Po chwili wpija się swoimi wargami w twoją szyję, a ty pod wpływem przyjemności odchylasz głowę do tyłu i przymykasz powieki. Zdzierasz z niego koszulkę reprezentacyjną i przejeżdżasz palcem wskazującym po jego klatce piersiowej, rozpoczynając od płuc aż po sam brzuch. Dostrzegasz jak uśmiecha się pod nosem i po chwili rozsuwa twoją sukienkę, pozwalając by zsunęła się ona aż do samego pasa. Pozostawia mokre ślady na twoim dekolcie, szczególnie urozmaicając w nie twoje wystające z czarnego, koronkowego stanika piersi, a kończąc na twoim pępku. Twoje ciało wariuję. Jego usta, jego dotyk... Cholera! Zaraz eksplodujesz! Bez opamiętania wpijasz się żarliwie w jego wargi, łącząc wasze języki ponownie. Czujesz jego błądzące po twoich plecach dłonie, które szarpią się z zapięciem od stanika. W tej chwili momentalnie się opamiętujesz. Przecież nie może wyjść na mecz po stosunku. Chyba mu zmysły odebrało. Natychmiast zeskakujesz z jego pasa i zasuwasz swoją sukienkę, wiążąc włosy w wysokiego kucyka. Spogląda na ciebie zdziwiony, a kiedy chce ponownie chwycić za zamek, łapiesz jego rękę i odpychasz.

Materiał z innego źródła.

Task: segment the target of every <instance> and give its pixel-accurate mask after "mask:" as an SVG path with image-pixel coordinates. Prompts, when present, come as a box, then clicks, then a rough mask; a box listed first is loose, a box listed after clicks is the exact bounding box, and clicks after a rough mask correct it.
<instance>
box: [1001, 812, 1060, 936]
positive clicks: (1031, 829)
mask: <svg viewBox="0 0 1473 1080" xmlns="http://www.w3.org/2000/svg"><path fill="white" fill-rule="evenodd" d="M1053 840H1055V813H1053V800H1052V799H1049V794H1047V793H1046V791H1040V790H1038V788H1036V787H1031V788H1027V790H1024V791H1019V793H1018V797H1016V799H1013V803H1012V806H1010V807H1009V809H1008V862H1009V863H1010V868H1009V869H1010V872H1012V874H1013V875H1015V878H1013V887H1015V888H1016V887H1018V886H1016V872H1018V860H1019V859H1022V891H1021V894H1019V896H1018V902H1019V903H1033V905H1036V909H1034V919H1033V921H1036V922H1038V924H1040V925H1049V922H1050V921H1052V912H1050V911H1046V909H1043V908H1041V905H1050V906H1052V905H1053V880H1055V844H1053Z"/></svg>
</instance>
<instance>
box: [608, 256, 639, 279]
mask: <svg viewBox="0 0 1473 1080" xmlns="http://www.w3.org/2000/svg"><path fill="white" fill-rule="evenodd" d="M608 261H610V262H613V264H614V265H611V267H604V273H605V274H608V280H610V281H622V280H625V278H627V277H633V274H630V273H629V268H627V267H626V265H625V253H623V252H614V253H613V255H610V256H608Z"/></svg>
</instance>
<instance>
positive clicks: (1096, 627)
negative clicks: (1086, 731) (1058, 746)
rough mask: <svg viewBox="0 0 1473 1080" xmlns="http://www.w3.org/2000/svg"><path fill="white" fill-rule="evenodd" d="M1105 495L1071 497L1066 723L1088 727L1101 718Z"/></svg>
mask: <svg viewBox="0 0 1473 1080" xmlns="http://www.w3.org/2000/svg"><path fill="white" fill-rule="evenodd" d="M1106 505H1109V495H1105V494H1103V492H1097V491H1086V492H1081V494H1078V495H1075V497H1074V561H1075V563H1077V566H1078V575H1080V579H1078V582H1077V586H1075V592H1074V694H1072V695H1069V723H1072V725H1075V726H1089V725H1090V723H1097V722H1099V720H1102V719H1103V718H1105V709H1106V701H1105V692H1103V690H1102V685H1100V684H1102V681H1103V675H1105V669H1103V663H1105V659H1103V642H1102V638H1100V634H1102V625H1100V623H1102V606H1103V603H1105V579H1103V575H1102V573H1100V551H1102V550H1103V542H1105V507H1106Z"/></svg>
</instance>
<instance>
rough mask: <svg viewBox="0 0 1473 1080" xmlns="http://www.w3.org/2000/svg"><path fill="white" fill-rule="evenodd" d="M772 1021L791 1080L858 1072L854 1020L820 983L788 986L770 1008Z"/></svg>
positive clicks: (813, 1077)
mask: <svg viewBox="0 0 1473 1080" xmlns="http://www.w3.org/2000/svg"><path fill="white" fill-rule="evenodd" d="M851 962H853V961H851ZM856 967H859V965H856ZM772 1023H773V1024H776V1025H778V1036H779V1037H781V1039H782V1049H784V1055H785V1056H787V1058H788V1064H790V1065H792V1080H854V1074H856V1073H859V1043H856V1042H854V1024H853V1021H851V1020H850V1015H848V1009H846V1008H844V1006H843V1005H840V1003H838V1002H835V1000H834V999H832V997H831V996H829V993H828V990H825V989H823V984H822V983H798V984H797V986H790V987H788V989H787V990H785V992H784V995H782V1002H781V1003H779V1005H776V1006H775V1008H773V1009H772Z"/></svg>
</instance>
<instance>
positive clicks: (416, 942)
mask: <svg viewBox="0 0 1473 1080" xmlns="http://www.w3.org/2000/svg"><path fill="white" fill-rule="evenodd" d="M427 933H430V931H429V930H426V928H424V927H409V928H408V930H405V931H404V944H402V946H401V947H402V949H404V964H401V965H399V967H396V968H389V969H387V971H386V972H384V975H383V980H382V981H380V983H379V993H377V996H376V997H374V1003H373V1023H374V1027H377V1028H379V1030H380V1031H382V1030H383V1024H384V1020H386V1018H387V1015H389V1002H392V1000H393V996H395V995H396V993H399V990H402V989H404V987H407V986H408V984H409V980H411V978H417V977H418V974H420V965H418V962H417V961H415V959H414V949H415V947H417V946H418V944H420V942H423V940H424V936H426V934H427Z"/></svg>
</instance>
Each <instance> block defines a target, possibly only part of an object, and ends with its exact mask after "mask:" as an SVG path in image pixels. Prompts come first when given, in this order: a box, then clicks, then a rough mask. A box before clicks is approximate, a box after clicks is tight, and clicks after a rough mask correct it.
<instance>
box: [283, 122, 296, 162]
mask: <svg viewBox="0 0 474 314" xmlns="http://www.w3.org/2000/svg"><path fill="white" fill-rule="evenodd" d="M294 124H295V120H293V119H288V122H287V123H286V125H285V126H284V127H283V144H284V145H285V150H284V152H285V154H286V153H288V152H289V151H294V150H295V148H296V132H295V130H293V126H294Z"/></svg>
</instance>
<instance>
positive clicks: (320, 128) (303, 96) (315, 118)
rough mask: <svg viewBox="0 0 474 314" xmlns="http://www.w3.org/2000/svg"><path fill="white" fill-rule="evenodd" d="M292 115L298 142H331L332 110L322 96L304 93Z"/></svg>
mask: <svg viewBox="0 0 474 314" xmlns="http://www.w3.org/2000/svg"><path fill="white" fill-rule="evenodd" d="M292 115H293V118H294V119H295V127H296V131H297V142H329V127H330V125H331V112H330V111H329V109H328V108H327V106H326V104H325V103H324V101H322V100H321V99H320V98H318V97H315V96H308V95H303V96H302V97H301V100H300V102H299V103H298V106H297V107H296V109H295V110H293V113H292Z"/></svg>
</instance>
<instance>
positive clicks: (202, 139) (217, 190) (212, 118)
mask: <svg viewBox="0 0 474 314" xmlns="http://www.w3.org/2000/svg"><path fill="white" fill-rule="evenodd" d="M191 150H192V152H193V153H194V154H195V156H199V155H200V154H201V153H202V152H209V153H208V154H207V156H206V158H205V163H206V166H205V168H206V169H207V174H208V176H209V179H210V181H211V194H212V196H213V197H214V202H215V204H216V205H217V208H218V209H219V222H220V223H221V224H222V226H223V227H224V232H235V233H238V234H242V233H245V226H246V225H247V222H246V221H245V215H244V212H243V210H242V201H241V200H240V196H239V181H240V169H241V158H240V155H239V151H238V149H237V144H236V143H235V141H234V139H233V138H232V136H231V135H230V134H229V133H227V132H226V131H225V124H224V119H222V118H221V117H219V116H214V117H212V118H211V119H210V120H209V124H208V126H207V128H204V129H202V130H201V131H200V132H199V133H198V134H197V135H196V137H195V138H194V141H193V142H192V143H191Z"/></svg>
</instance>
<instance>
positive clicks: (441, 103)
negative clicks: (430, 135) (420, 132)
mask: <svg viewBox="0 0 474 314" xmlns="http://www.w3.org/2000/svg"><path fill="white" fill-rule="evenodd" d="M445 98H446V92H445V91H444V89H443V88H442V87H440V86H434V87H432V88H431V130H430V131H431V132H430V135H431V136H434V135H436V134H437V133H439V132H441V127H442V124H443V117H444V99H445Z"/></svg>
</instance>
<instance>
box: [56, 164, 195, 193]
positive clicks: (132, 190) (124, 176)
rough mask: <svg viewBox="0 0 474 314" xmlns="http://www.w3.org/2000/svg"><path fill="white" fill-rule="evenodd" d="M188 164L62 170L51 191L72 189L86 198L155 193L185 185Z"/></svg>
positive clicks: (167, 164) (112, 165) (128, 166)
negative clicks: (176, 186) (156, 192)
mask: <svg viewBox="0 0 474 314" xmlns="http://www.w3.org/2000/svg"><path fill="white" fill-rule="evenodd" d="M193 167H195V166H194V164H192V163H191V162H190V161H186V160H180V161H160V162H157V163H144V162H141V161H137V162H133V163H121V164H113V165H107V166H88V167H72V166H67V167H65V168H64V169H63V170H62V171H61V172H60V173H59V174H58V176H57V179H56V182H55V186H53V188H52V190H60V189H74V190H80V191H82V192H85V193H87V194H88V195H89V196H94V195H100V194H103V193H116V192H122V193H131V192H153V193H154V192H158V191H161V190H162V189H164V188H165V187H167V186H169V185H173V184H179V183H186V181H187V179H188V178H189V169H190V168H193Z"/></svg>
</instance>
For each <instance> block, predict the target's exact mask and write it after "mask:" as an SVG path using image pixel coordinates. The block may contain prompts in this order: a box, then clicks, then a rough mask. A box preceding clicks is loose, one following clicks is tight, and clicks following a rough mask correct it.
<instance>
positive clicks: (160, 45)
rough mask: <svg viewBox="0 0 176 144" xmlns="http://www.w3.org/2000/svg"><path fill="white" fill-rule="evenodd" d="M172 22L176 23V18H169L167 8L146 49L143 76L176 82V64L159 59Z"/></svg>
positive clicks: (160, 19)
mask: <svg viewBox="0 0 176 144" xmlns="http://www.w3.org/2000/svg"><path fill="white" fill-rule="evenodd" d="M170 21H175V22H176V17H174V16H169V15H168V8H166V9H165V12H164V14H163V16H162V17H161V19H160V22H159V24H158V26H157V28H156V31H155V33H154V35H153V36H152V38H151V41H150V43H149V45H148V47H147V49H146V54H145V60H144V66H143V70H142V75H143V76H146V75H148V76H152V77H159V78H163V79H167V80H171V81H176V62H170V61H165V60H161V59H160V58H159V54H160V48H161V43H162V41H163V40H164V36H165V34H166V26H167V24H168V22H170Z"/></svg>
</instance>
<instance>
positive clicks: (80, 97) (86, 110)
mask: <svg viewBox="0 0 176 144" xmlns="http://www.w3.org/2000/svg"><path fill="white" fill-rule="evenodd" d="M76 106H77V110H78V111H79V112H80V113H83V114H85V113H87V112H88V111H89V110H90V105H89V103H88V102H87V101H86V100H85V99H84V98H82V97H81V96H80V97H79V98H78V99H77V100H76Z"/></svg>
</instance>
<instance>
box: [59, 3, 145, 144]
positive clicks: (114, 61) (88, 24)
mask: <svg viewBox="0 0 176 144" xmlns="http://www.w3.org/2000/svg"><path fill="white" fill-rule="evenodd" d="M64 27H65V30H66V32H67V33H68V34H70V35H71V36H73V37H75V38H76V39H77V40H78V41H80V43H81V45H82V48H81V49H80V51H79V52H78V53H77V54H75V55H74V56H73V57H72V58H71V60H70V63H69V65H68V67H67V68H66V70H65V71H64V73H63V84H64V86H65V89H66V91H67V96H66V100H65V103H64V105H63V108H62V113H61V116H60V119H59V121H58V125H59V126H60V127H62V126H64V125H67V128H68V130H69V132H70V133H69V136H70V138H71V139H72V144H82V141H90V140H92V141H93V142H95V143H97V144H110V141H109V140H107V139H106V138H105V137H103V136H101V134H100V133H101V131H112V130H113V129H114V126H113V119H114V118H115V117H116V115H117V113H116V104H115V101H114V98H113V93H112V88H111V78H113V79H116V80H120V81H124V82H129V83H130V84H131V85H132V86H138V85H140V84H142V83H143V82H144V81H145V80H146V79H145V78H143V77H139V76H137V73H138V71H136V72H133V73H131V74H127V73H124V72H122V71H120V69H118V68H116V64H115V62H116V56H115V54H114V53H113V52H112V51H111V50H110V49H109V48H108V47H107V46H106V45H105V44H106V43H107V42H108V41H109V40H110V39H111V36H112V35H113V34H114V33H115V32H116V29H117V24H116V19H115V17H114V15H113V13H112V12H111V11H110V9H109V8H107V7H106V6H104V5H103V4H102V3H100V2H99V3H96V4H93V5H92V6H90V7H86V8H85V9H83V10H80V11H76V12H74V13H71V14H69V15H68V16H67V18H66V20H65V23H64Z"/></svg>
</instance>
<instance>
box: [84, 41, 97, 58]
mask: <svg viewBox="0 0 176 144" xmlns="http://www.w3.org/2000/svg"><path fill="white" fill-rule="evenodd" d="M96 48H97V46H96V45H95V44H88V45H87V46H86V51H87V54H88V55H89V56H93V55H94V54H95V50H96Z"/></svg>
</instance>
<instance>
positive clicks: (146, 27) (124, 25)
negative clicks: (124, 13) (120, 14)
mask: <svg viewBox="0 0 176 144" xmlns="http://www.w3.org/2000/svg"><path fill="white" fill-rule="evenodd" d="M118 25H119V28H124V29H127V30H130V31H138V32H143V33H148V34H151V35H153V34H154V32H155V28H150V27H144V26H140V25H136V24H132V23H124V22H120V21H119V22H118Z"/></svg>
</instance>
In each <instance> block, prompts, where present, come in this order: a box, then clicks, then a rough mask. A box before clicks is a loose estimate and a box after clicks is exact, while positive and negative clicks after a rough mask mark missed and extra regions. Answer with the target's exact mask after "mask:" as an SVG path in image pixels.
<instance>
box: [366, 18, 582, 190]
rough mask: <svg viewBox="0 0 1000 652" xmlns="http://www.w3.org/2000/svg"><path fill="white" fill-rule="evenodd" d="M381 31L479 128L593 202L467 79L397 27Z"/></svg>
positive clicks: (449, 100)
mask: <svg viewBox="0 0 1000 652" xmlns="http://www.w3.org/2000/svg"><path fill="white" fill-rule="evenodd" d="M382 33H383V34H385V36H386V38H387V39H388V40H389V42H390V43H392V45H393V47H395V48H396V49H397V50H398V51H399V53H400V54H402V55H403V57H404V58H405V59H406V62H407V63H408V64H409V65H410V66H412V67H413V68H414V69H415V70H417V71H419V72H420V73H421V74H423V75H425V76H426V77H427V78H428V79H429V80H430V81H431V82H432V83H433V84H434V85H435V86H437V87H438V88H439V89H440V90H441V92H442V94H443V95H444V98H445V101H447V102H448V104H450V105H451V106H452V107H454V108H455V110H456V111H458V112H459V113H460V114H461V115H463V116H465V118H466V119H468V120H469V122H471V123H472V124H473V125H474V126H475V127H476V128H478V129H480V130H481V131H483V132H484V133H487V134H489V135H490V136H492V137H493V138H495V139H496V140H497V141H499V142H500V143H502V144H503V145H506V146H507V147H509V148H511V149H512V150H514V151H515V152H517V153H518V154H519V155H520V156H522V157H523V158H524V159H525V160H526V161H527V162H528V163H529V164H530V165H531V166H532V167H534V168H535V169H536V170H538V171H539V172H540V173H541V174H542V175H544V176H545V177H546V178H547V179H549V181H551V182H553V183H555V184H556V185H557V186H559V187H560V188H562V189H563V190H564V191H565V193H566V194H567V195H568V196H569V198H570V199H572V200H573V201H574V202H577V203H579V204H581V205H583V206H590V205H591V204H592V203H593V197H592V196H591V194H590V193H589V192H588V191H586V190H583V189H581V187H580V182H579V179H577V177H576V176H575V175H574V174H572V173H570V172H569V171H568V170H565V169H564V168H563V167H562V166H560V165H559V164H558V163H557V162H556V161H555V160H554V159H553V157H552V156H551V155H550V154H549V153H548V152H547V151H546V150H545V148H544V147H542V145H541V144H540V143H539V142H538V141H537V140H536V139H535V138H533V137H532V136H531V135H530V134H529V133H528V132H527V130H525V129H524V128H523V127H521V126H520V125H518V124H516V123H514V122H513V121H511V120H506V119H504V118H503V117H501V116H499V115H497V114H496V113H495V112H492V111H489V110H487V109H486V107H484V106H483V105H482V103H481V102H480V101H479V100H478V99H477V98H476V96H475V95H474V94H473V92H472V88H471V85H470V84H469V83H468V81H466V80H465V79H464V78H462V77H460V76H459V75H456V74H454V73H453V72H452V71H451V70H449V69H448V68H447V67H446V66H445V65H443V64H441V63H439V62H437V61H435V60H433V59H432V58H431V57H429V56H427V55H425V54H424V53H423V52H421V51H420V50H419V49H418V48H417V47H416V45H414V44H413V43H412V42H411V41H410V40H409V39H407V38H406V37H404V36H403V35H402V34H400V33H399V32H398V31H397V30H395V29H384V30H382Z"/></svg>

-Zwariowałeś!? Kurwa! Mecz masz dokładnie za 15 minut, a tobie się pieprzenia zachciało?- unosisz się lekko.

Owszem było ci dobrze, ale on musi się opamiętać. 

- Sama mnie rano kusiłaś.- posyła ci cwany uśmiech.-Dokończymy później.-szepcze wprost do twojego ucha i ubiera na siebie kadrową koszulkę, pośpiesznie wybiegając  z pomieszczenia.

Ty natomiast opierasz się o zimną ścianę, by po chwili się po niej osunąć. Nie możesz uspokoić swojego przyśpieszonego oddechu, a w uszach odbija ci się twój zdecydowanie za szybki puls. Bierzesz kilka głębokich oddechów i opierając się o ścianę, na miękkich kolanach ruszasz w stronę wejścia do hali. Dostrzegasz jak Dudzicka podąża w twoją stronę z szerokim uśmiechem, a po chwili idzie już obok ciebie. 

-Gdzie to się było? - pyta z ciekawością. 

- A gdzieś.- odpowiadasz, wystawiając jej język. -Nie twój zasrany interes blondi.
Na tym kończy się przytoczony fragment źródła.